Nottinghamshire v Durham, day three:
Durham 294 (Harte 72, Chappell 4-92, Carter 3-43) and 131-2 (Dickson 56, Patel 1-10), Nottinghamshire 422 (Duckett 150, Clarke 133, Rushworth 7-108)
Durham lead by three runs with eight wickets remaining.
Four-day cricket is a varied beast.
From somnambulant stalemates to days where a wicket seems almost inevitable at all times, every match, every day offers a wealth of possibilities.
Day three of Nottinghamshire v Durham proved to be one for the run-scorers; 171 runs came at a touch over four an over for the hosts, before the visitors accumulated at a steadier pace in the afternoon.
The Nottinghamshire wickets which fell came only as the Green and Golds sought to secure a significant first-innings lead.
But even as the scoreboard ticked over, there was variety to be found in proceedings.
The assured leg-glance of Ben Duckett as he reached his eighth First-Class score of 150 or more.
The economy of movement in a Joe Clarke straight drive, bat-maker’s name proudly perpendicular to the Pavilion.
Or the whip and wristiness of Steven Mullaney and Tom Moores as Notts looked to crunch through the gears.
The latter half of the Notts innings was a trip through the batsman’s sketchbook – with Clarke as pilot-in-chief.
After Duckett departed soon after reaching 150, it was left to his partner to maintain the momentum.
A caressed cut through point off Brydon Carse was the sign of a man determined to cash in on the previous day’s work.
A sprinted three to reach his century showed Clarke’s unquenchable thirst for runs – a trait which has seen him convert over half of his fifties into three-figure scores.
At the other end, meanwhile, was a skipper batting with vim and vigour.

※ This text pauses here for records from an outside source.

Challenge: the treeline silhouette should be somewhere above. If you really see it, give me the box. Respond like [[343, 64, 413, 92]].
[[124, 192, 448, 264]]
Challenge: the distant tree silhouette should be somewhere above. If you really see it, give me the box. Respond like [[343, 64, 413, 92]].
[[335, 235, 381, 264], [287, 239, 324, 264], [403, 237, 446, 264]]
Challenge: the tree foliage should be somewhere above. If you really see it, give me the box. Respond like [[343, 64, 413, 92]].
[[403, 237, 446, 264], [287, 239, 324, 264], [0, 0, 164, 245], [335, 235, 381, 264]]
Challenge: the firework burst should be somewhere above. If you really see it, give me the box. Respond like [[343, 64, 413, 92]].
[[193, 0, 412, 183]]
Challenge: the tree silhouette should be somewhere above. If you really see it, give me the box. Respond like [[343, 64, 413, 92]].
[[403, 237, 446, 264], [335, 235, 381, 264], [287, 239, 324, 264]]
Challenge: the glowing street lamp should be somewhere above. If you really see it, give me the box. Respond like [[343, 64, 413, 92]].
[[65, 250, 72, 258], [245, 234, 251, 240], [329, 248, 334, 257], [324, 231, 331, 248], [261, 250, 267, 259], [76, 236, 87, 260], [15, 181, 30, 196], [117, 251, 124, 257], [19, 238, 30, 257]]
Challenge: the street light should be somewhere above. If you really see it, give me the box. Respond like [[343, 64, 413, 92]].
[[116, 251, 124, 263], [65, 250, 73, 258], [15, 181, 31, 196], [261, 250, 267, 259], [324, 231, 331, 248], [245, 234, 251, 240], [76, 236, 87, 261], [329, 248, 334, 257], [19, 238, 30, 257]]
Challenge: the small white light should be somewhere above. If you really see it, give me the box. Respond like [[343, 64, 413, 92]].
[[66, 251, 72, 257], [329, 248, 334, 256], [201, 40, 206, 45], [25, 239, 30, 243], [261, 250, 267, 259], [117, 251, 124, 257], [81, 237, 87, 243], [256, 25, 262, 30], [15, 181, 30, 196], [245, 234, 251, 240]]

From a swashbuckling swipe past point to a one-handed straight drive that teased the fielders all the way to the fence, Mullaney was in the mood to up the tempo.
The pair’s fifty partnership came from 59 deliveries, before the captain’s off-stump was uprooted by Rushworth.
Clarke would find one more willing accomplice in Tom Moores, mixing flamboyant punches to the fence with the occasional delicate dab to third man as another half-century stand was compiled – this time from 57 balls.
The duo took Notts to maximum batting bonus points, with a first-innings lead of 128 ultimately secured.
In reply, Zak Chappell and Peter Trego kept the visitors on a tight leash – but neither they, Jake Ball nor Samit Patel could prise either Alex Lees or Sean Dickson from their perch before tea.
Little over twenty minutes after refreshments, however, Trego trapped Lees – and unleashed a bestial roar that left nobody in any doubt as to his commitment.
The remainder of the evening was one of toil for the hosts, with Matthew Carter and Steven Mullaney adding economical overs to the mix.
Lees, Dickson and Michael Jones had all steadied the ship for Durham, until Dickson had his off-stump pegged back by an exquisite Samit Patel delivery.
But the beauty of the four-day game is that each new morning offers a chance to start afresh.
With one more day of First-Class cricket to come for Notts, it would be foolish to discount any more twists in the tale.